When it comes to getting a home sold, it’s vital that you price it properly. Common home pricing mistakes can kill a listing faster than just about anything else. When you take on a new listing, the last thing you want to do is make a common pricing mistake.
One of the best ways to avoid making a home pricing mistake is to become aware of the common mistakes. Let’s look at some of the common home pricing mistakes you should avoid.
7 Common Home Pricing Mistakes to Make Sure You Avoid
1. Setting the Price Too High
A price too high for a home listing will drive away potential buyers. This can cause the property to sit on the market for far too long, which makes it look like there is a problem with the property.
Making this common home pricing mistake can make it rather difficult to sell the home. You want to make sure the price is just right, not too high.
2. Setting the Price Too Low
Just as too high of a price can drive away buyers, so can too low of a price, but for a different reason. If the deal seems too good to be true, buyers will likely assume something is wrong with the home.
Make sure you use comps to price the home properly. Too low of a price can certainly cause issues.
3. Using a Tax Assessment to Determine the Listing Price
You don’t want to use the tax assessment to set the price for a home listing. Most tax assessments are not based on the value of the property, exactly. The assessed value and the fair market value are not the same things.

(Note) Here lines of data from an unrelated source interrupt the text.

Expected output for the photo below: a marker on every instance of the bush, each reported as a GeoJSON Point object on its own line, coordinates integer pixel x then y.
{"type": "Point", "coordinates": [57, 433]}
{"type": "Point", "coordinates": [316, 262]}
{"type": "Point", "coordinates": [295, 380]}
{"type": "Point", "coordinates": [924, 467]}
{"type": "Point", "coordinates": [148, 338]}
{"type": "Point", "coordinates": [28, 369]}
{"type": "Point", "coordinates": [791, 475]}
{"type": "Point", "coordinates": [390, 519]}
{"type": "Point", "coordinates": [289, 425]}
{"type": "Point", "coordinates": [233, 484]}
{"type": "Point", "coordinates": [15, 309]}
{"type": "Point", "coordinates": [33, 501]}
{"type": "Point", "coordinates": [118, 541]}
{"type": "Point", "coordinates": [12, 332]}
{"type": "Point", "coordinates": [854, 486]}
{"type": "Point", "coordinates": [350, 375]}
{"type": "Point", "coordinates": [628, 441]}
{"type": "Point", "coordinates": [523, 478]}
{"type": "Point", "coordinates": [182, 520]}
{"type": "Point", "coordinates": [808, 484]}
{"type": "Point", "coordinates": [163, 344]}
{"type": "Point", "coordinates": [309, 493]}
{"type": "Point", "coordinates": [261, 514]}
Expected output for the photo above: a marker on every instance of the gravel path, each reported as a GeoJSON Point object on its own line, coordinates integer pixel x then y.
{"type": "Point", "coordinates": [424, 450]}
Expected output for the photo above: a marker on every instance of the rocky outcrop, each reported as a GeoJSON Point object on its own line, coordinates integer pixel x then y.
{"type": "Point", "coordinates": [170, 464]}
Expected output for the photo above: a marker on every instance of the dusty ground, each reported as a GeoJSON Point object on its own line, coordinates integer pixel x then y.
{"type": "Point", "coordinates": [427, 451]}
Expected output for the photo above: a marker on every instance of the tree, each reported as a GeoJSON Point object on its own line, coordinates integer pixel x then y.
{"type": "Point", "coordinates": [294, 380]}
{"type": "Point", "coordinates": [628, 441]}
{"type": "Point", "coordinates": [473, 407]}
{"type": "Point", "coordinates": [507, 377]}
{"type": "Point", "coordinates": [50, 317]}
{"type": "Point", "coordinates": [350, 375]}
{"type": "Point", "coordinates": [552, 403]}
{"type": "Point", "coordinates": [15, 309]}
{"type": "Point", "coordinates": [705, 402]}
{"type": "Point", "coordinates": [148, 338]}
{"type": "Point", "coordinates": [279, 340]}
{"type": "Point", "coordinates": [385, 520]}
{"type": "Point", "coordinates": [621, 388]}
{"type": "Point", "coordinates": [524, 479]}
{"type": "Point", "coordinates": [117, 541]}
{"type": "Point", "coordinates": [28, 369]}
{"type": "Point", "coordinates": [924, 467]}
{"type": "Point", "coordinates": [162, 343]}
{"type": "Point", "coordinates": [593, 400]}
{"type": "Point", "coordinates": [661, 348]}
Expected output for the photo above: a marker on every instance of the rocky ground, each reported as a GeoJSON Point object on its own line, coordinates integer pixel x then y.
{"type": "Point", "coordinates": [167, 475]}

If you choose to use the assessed value, you will likely price the home too high or too low. Market value is far more important and you want to avoid this pricing mistake.
4. Using a “9” at the End of the Price
It used to be common for the price to end with a 9. Grocery stores and retail stores have used this strategy in the past, but it has changed. With the online world and the way searches work, you don’t want to price the home with a 9 at the end, such as $299,999.
If you make this mistake, you will miss out on all the searchers starting their search at $300,000. It’s best to advise sellers to use specific pricing to help capture more online searchers.
5. Comparing Home to Neighbor’s Homes
While comparable properties can certainly be used to properly price a home listing, not all homes are the same in the same neighborhood. You cannot just assume because a home down the road sold for a specific price that your client’s home will go for that price or higher.
Homes can be located next to each other and have a different fair market value. When pulling comparable properties, you have to compare apples to apples and make small adjustments for the small differences. A comprehensive comparative market analysis is the best way to determine an accurate fair market value price when listing a home.
6. Adjusting the Price Based on Improvements
While making improvements to a home before listing it can help boost the value, you cannot boost the price based on how much the improvement cost. Some home improvements will provide a higher ROI than others, but very few will provide a 100% ROI immediately after the improvement.
7. Using Online Estimates for Pricing
Online home price estimates are no more than a guesstimate of the property value. While they can be helpful, in some ways, they are not the best choice for pricing a home listing. The true market value has to be supported by comparable properties.
Avoid using online estimates as a way to price home listings. This is a mistake a real estate agent should never make.
A Few Home Listing Price Factors to Consider
While these common home pricing mistakes should be avoided, there are a few things you should pay close attention to when pricing a home. Certain things need to be considered, even as you do a comparative market analysis. Some of the common things to look for include:
- Plumbing and electrical updates
- Building permits for completed remodeling
- Updated kitchens and bathrooms
- Legal home improvements and alterations
- Lot size and location in the neighborhood
- Traffic volume going past the home
- Local school system ratings
These factors can have an impact on how high the price can go for a property. If remodeling was done, but it wasn’t legal or permitted, you might not be able to count it in the price. Make sure to consider these factors so pricing mistakes can be avoided with your listings.
When a home is properly priced, it can sell faster and for a higher price. A good listing price will garner attention from buyers and a bidding war might happen.